What 2021 and Beyond Holds in Store
2020 was an outlier for a number of reasons, but even as the global pandemic continues to recede and companies reopen their office doors, remote working isn't going away any time soon. Furthermore, the digitization of the world is by no means slowing down, and this continued acceleration creates an expanding attack surface on which cybercriminals will thrive. As Newton's third law of motion states "for every action, there is an equal and opposite reaction". While information technologies, such as 5G networks, will bring about wonderful advancements for society, they will also open an even greater number of entry points for attackers to gain unauthorized access.

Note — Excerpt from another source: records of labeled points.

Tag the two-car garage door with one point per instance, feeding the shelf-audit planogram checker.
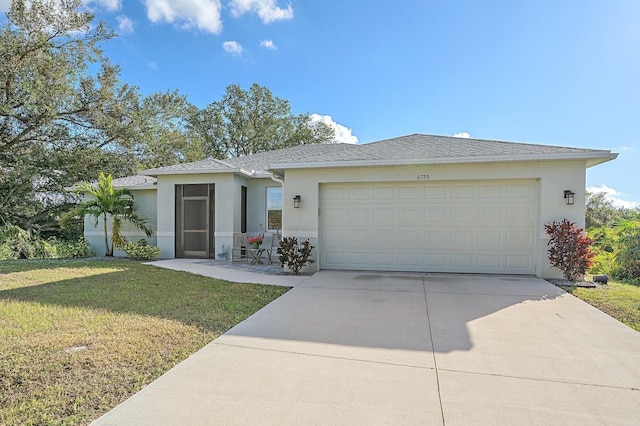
(482, 227)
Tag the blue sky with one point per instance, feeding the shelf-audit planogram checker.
(550, 72)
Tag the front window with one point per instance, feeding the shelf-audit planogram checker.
(274, 208)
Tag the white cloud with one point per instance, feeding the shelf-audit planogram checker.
(267, 10)
(201, 14)
(110, 5)
(613, 196)
(125, 24)
(268, 44)
(342, 133)
(232, 47)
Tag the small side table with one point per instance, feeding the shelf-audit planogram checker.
(256, 256)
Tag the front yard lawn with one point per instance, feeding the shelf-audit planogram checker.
(78, 337)
(620, 300)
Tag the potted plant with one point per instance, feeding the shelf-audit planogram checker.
(255, 242)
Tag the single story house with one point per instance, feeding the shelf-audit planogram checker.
(412, 203)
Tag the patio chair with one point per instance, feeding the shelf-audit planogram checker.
(267, 242)
(239, 249)
(273, 245)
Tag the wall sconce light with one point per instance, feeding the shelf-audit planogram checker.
(569, 197)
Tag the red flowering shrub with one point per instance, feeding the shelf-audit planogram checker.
(569, 249)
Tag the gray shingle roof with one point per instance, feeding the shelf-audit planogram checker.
(196, 166)
(134, 181)
(262, 160)
(416, 148)
(420, 147)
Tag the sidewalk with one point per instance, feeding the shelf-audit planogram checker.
(239, 272)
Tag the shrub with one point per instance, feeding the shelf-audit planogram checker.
(17, 243)
(293, 255)
(141, 250)
(628, 250)
(75, 248)
(569, 249)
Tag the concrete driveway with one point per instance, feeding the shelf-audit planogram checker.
(376, 348)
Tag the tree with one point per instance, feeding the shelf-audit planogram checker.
(250, 121)
(600, 212)
(61, 108)
(569, 249)
(627, 254)
(106, 202)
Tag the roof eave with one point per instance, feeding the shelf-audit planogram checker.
(152, 172)
(593, 158)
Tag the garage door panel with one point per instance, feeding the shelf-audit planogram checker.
(434, 214)
(384, 237)
(523, 191)
(462, 260)
(462, 238)
(491, 191)
(519, 215)
(463, 191)
(359, 193)
(437, 227)
(490, 261)
(520, 240)
(384, 192)
(516, 263)
(435, 239)
(490, 215)
(358, 215)
(409, 260)
(410, 216)
(435, 192)
(459, 214)
(490, 240)
(384, 215)
(358, 258)
(410, 193)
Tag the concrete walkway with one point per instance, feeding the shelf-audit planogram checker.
(373, 348)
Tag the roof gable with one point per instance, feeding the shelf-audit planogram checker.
(410, 149)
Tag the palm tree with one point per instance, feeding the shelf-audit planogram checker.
(106, 201)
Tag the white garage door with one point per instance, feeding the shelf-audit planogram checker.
(480, 226)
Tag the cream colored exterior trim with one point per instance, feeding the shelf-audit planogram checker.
(602, 156)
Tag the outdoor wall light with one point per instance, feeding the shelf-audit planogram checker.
(569, 197)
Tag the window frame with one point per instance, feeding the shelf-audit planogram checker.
(268, 209)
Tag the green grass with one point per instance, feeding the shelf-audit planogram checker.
(620, 300)
(78, 337)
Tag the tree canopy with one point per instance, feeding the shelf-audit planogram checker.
(249, 121)
(65, 115)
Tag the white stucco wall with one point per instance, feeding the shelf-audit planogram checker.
(553, 176)
(145, 204)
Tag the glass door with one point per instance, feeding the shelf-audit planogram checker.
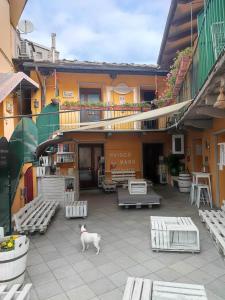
(90, 97)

Fortunately, just as much of Coronavirus spread was preventable through widespread handwashing and use of masks, the anticipated threats are largely knowable and preventable without expensive or exotic security measures. In most cases, adjusting behaviors and educating employees to bring awareness will be more than effective. Known as "cyber hygiene", companies that adopt simple practices, such as regular patching and password updates, will fare well. Additionally, educating employees who are working from home will reduce susceptibility to phishing and fraud tactics. Hauser Insurance Group has invested in the security tool CyberCube, which delivers data-driven cyber analytics built specifically for the insurance industry to help their clients manage their risks.

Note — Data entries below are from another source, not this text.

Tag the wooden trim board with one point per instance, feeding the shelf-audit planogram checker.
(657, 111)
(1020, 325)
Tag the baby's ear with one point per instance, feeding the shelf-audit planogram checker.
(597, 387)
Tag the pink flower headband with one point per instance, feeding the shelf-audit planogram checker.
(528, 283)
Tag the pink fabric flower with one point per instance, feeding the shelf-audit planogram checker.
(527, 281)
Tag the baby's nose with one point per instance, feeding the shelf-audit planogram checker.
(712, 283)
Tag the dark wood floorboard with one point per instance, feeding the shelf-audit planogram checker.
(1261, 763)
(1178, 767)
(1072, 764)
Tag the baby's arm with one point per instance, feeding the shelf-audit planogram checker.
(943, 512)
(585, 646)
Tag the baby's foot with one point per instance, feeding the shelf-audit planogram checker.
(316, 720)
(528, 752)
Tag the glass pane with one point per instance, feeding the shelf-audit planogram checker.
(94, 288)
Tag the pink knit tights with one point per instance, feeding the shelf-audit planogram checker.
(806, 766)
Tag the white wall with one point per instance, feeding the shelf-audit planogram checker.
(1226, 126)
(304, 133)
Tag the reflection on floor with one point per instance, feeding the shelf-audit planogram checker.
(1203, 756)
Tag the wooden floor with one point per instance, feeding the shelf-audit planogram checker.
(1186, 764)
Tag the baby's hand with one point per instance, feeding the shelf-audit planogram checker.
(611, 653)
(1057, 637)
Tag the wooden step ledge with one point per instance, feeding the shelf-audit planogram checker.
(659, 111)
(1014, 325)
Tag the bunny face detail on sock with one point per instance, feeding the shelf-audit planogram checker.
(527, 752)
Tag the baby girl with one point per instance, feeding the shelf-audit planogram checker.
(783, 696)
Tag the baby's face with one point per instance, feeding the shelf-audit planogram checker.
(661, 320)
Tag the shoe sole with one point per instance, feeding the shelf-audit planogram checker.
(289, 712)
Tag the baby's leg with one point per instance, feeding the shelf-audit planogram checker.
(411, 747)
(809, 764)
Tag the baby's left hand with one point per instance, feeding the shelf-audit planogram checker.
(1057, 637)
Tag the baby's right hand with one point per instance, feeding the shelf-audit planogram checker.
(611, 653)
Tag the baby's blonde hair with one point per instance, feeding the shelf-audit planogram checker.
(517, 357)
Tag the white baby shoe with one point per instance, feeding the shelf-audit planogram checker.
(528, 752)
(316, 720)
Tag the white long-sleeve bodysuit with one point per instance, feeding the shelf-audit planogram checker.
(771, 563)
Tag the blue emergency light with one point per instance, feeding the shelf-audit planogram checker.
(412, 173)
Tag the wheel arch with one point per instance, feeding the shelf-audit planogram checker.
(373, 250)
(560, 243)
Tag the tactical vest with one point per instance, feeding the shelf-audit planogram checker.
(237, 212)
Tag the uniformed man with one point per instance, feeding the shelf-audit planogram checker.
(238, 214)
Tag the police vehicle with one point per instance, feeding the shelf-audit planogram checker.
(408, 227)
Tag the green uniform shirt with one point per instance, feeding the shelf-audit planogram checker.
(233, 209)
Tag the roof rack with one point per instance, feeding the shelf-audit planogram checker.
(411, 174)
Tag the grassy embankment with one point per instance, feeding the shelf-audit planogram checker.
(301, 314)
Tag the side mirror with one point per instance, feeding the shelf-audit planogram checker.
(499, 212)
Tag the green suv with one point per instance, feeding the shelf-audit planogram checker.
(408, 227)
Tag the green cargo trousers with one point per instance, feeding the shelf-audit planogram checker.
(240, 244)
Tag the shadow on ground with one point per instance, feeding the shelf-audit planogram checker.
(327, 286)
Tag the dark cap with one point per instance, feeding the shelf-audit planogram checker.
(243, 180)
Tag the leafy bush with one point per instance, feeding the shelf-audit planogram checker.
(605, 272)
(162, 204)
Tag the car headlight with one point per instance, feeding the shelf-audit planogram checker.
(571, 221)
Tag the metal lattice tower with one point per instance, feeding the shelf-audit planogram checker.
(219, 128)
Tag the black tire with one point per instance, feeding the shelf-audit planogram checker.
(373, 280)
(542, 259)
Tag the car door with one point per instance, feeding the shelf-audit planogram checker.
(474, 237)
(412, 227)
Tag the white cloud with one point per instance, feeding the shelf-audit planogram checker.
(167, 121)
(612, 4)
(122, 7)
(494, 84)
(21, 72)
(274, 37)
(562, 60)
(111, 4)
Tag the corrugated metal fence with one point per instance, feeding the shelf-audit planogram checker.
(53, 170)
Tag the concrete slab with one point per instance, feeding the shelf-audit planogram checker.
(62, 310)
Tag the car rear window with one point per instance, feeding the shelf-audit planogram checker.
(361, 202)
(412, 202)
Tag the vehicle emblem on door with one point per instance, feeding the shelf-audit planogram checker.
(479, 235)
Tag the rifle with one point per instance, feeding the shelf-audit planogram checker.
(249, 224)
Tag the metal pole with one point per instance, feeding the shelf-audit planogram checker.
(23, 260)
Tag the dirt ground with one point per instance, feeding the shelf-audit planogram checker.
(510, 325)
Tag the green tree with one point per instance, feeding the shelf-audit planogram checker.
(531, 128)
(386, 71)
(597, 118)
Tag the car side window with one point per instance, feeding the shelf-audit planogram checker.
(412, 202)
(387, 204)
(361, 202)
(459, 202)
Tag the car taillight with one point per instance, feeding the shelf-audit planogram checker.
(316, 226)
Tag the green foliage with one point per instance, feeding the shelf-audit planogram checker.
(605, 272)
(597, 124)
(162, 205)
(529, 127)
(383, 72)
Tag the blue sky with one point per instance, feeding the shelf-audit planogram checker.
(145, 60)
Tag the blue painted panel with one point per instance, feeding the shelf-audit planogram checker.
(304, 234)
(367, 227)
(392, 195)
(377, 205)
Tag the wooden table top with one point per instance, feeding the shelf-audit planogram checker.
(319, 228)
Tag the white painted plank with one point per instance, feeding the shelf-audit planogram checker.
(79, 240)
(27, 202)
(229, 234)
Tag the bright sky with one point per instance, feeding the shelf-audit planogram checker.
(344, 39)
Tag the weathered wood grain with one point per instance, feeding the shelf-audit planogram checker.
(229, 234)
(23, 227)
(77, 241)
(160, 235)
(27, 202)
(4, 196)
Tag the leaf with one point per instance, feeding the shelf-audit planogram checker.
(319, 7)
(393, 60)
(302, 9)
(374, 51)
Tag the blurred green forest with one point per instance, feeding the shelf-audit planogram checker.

When it comes to ransomware, it is difficult to foresee a solution that does not involve a form of authority intervention. It continues to be the most lucrative means of monetizing data breaches. As of now, many businesses still see paying the ransom as lower cost than the economic and reputational ones that would come from ignoring them. In order to prevent the cycle from continuing, government authorities and regulators will most likely be forced to intervene ,either through the payment of ransoms or the use of cryptocurrencies.
Evidence of this is already appearing around the world. In the United Kingdom, Ciaran Martin, the former Head of the National Cyber Security Council, called for a change in law to make ransomware risks a board-level problem, as well as to prevent businesses from paying ransoms. This past October, the United States government issued guidance reiterating its position that cyber insurers who make ransom payments are in violation of the law. However, in looking at the precedence of other kidnap and ransom markets, it would appear that if governments and regulars are successful in making ransoms harder to collect, criminals will simply shift their tactics to garner payment via alternative channels.
While the Coronavirus pandemic of 2020 was catastrophic in many ways, that only makes it more important that we take valuable lessons from it. The world has become increasingly reliant on technology in the past decade, and this past year has only accelerated trends that were already well on their way to becoming the norm. Hauser Insurance Group's website states that an estimated $445 billion has been lost to cybercrime globally, and cyber breaches remain one of the top risk management concerns for all businesses in the United States. Cyber risk must become a part of our common language when it comes to business risk. The sooner a company recognizes that, the better they can prepare and protect themselves for the future.